SANG
PENAKLUK KONSTANTINOPEL
Ada sesosok manusia yang ditunggu-tunggu kedatangannya dalam
sejarah peradaban Islam, dimana setiap orang ingin menjadi sosok tersebut, dia
adalah sang penakluk Konstantinopel. Bahkan para sahabat Nabi sendiri pun
berebutan ingin mendengar cerita dari Nabi SAW.
Rasulullah saw bersaba : “ Konstantinopel/istambul turki sekarang
pasti akan ditaklukan maka sebaik baik pemimpin adalah pemimpin yg telah
berhasil menaklukanya dan sebaik-baik pasukan adalah pasukan tersebut ”. (H.R.
Ahmad bin Hanbal Al-Musnad 4/335)
Dalam hadits ini Rasulullah saw memuji sultan Muhammad al Fatih,
karena beliau adalah seorang sultan yg sholeh dan akidahnya sesuai dengan
akidah Rasulullah saw. Abu Qubail menuturkan dari Abdullah bin Amr bin Ash,
“Suatu ketika kami sedang menulis di sisi Rasulullah SAW, tiba-tiba beliau
ditanya, “Mana yang terkalahkan lebih dahulu, Konstantinopel atau Romawi?”

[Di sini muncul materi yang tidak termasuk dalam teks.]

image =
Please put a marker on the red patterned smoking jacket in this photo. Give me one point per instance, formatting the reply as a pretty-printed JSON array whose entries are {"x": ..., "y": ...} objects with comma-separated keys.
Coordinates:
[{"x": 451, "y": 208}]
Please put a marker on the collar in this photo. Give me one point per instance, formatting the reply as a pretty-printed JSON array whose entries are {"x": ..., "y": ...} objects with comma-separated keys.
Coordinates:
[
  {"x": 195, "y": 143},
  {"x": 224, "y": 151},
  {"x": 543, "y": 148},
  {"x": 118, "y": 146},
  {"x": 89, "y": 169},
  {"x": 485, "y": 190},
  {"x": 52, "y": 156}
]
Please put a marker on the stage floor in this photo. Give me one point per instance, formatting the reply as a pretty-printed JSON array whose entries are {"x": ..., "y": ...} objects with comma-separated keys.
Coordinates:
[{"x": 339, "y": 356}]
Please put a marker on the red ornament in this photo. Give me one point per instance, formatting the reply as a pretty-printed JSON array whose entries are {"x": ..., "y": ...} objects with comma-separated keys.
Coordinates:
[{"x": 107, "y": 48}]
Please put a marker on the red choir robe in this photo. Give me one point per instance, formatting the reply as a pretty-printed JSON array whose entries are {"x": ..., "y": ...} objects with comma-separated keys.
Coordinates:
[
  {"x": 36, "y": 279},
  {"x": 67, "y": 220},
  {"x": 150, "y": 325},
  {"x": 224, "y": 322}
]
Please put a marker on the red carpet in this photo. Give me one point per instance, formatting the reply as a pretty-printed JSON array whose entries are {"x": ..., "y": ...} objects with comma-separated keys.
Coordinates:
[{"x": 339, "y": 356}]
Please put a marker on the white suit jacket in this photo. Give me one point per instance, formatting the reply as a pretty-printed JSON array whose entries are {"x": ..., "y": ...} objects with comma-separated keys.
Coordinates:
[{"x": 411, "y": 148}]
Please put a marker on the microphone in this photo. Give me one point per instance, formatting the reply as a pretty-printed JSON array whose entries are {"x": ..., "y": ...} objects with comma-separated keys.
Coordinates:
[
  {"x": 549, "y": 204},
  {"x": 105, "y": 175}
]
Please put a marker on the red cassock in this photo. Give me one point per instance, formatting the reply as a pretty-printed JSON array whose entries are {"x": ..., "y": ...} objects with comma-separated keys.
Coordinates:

Beliau menjawab, “Kota Heraklius-lah yang akan terkalahkan lebih dulu.”
Maksudnya adalah Konstantinopel.” (H.R. Ahmad, Ad-Darimi, Al-Hakim)
MUHAMMAD AL-FATIH
Sultan Mehmed II atau juga dikenal sebagai Muhammad Al-Fatih (bahasa Turki Ottoman: محمد ثانى Meḥmed-i sānī, bahasa Turki: II.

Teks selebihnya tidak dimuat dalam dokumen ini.